The Effects of a Serotonin Deficiency

Within the brain is a very important chemical known as serotonin, which regulates sleep, lowers stress, and creates positive mood but when a serotonin deficiency exists, the body responds in a negative way.  While this chemical helps balance many functions of the body, these same functions can cause a deficiency.  For instance, any of the following could lower chemical levels:

When there is a serotonin deficiency, the person begins to feel bad, becoming tired, irritable, struggling with focus, and more.  The challenge is getting a proper diagnosis.  Since the overall sense of depression, anxiety, cognitive thinking, and no interest in daily activities, fatigue, insomnia, and low self-esteem could be associated to many different health conditions, doctors sometimes overlook the possibility of this chemical being too low.


Many studies have been conducted on serotonin deficiency and the one symptom found most often is depression.  Depending on the level of deficiency, the person may simply feel neutral or blue but in severe cases, there would be long periods of deep depression.  Another common symptom is the feeling of being anxious, which could range from mild to moderate to severe.

For many people with a serotonin deficiency, the doctor would suggest lifestyle changes.  However, if the problem were severe, the doctor would recommend specific supplements, or even prescribe certain medications that would boost levels.  As the level of this chemical begins to return to normal levels, the entire body becomes balanced, which leads to a feeling of well being.


Remember, this chemical is often referred to as the “mood chemical” in that it is a vital, a transponder that promotes positive thinking.  Another cause of this brain chemical becoming too low is variations of genetics.  As an example, a baby born with an abnormal serotonergic neuron structure has an increased risk of SIDS.  Additionally, research shows that many serial killers had this very deficiency.

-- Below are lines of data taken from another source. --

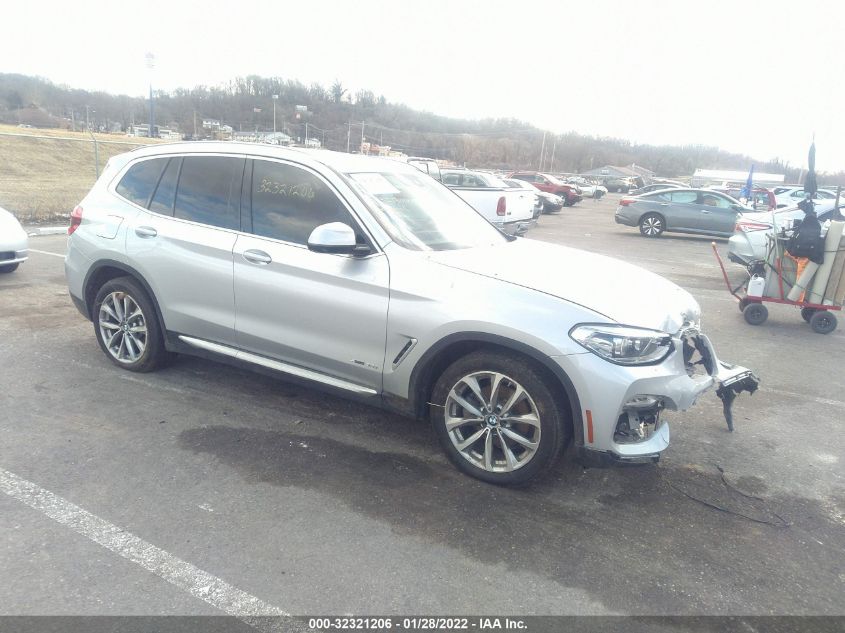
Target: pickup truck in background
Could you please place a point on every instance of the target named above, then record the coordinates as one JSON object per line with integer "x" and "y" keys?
{"x": 509, "y": 209}
{"x": 545, "y": 182}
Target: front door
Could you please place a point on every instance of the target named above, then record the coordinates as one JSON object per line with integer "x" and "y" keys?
{"x": 183, "y": 244}
{"x": 323, "y": 312}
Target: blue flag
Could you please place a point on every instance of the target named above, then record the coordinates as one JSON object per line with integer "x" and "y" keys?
{"x": 748, "y": 189}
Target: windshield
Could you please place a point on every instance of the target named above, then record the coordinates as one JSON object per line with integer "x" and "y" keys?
{"x": 420, "y": 213}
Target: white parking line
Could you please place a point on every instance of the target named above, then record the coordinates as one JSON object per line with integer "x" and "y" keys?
{"x": 200, "y": 584}
{"x": 35, "y": 250}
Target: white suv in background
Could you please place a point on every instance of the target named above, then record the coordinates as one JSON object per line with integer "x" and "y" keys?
{"x": 368, "y": 278}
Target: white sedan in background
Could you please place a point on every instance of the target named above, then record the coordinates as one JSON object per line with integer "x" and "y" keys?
{"x": 14, "y": 244}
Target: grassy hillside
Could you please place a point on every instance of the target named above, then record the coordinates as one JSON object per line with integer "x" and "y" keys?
{"x": 42, "y": 179}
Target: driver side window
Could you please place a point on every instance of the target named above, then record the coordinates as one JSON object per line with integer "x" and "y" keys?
{"x": 289, "y": 202}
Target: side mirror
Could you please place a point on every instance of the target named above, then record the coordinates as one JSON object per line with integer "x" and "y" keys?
{"x": 336, "y": 238}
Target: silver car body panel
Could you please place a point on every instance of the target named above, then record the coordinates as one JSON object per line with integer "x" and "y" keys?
{"x": 364, "y": 324}
{"x": 13, "y": 239}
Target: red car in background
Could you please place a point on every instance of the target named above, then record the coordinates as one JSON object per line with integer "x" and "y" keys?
{"x": 570, "y": 193}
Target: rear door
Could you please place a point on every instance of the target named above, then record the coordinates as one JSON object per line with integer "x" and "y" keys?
{"x": 716, "y": 214}
{"x": 323, "y": 312}
{"x": 680, "y": 208}
{"x": 183, "y": 243}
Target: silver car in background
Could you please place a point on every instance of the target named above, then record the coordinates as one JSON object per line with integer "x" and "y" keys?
{"x": 698, "y": 211}
{"x": 367, "y": 278}
{"x": 14, "y": 243}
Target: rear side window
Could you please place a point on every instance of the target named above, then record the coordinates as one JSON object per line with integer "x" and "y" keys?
{"x": 209, "y": 190}
{"x": 289, "y": 202}
{"x": 683, "y": 197}
{"x": 138, "y": 183}
{"x": 162, "y": 201}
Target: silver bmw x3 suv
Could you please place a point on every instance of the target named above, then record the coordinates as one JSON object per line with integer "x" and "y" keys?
{"x": 368, "y": 278}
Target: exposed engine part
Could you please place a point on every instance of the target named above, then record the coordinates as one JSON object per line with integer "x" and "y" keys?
{"x": 697, "y": 357}
{"x": 638, "y": 420}
{"x": 728, "y": 391}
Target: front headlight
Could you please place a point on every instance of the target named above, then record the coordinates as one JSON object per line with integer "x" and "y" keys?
{"x": 623, "y": 344}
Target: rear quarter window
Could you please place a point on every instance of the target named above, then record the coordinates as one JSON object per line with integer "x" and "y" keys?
{"x": 209, "y": 190}
{"x": 139, "y": 182}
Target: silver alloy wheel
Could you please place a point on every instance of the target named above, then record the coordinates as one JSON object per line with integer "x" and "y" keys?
{"x": 123, "y": 327}
{"x": 652, "y": 226}
{"x": 492, "y": 421}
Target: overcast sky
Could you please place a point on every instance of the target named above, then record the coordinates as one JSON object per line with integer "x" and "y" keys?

To help with a deficiency of this particular brain chemical, a change of diet is imperative.  The goal would be to consume certain foods such as fresh fruits and vegetables, mushrooms, walnuts, chicken, and turkey, which are rich in sertonergics and vitamin B6.  In some instances, changing diet alone is enough to make a significant improvement.

One important note pertaining to serotonin deficiency is a condition that can develop known as “Serotonin Syndrome”.  In this case, the person has a high level of this neurotransmitter.  If that individual were taking a combination of serotonin reuptake inhibitors with monoamine oxidase inhibitors, overdose becomes a real threat.  Doctors typically avoid medication for this conditioning, focusing more on better diet.